Practically, how does this work?

The candidate directs the action. If they are leaving out details, we can ask for them. Once a skill is demonstrated, we can make some assumptions and ‘fast-forward’ to more complex parts of the problem, directing the conversation to where it is illuminating.

As interviewers we can select problems that are scalable — most of the modern interview questions can work. A well-selected problem can be quantifiably gradable, even, if that’s desired, while still affording skilled candidates time to digress, discuss optimizations or details, or reveal elements of their coding philosophy that can show a great deal about what they would be like to collaborate with. By picking a problem and coding it up ahead of time, we can be even more comfortable coding it again, freeing yet more attention for value-dense conversation.

The end result is that an hour-long coding session can produce a tremendous amount of insight about a candidate — their coding skills, flexibility, emotional maturity, and communication.

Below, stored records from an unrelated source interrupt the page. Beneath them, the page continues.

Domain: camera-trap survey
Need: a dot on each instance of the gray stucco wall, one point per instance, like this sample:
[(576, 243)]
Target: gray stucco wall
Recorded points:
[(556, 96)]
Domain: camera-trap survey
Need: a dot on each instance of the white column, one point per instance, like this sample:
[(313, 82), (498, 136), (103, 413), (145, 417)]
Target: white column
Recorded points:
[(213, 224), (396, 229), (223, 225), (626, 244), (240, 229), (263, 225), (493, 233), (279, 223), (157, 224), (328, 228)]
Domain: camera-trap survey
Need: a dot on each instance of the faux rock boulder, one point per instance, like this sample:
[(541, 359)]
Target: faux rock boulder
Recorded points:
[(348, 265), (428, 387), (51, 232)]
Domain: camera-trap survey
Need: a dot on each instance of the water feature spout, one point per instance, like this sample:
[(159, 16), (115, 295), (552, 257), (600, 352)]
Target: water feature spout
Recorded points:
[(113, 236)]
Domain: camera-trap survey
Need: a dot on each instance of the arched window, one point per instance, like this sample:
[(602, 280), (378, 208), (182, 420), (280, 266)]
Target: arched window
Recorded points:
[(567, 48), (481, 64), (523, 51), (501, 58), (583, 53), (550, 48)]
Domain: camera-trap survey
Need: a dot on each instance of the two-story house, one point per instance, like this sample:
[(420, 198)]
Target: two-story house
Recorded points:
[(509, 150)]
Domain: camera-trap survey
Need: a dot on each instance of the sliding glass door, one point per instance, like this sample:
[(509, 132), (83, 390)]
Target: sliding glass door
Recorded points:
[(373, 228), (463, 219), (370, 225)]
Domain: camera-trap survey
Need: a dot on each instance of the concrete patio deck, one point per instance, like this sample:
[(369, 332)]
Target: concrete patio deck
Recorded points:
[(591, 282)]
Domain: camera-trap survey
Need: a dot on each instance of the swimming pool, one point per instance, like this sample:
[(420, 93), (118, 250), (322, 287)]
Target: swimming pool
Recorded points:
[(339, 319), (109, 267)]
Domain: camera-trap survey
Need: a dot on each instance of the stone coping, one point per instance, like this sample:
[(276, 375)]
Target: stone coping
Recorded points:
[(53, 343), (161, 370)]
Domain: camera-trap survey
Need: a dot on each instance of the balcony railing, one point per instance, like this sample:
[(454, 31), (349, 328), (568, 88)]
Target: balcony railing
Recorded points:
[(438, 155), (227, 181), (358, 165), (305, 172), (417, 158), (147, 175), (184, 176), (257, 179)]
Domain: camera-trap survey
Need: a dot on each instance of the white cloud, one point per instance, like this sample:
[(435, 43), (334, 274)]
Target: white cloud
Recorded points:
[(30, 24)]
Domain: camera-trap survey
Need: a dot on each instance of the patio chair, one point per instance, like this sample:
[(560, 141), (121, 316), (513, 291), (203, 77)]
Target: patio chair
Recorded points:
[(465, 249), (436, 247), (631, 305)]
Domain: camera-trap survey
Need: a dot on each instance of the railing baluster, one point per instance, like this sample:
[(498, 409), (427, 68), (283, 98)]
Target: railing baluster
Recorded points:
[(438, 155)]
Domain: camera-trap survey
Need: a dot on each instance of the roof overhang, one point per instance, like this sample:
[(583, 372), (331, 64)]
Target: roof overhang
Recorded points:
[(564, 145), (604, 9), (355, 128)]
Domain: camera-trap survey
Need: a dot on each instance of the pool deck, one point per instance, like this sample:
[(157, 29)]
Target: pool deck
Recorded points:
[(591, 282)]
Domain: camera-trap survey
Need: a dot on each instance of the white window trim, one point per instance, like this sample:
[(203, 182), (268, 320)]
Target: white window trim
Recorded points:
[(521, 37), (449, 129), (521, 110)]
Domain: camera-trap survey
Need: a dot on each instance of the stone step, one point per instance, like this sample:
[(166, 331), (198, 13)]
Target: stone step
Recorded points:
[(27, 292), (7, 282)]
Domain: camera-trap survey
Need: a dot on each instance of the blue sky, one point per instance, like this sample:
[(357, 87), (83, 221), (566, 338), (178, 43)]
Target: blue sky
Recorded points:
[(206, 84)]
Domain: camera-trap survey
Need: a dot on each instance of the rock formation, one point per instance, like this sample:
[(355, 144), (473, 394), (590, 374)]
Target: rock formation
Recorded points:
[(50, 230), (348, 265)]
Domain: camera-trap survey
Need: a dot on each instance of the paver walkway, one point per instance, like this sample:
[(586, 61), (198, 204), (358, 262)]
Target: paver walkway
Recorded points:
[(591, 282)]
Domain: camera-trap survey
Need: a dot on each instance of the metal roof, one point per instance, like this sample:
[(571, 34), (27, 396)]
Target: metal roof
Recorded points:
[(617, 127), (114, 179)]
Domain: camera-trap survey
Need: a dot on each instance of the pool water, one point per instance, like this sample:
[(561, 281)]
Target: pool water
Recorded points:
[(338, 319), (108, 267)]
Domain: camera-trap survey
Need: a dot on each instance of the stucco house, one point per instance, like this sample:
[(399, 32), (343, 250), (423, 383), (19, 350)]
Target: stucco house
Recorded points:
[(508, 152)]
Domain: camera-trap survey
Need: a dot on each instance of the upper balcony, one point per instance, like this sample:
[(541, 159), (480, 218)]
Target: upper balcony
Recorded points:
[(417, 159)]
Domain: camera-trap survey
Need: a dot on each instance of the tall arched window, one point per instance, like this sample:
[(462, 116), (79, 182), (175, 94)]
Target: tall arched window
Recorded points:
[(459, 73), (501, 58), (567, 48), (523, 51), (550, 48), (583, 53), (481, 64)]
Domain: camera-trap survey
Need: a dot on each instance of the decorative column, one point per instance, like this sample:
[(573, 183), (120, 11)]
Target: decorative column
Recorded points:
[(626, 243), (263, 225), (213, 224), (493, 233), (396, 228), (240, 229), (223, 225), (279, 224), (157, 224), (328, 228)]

I’ve used a technique based on this analysis for years. It’s hard to judge the efficacy of a hiring process because information about false negatives is hard to come by, but I’ve kept records. They show this as having a very high predictive index on future performance — and revealing a great deal about a candidate’s collaborative and communication abilities very quickly, by making them more comfortable while allowing the interviewer more control to dynamically investigate elements they feel they need more detail on.

Never yet have I hired a candidate who could talk cogently, abstract, model systems well, deal with ambiguity, and answer detailed questions about alternatives, but who was secretly unable to type.

So, cut out the typing. It takes a bit of prep work, and training. But it lets us as interviewers get far more signal-per-hour.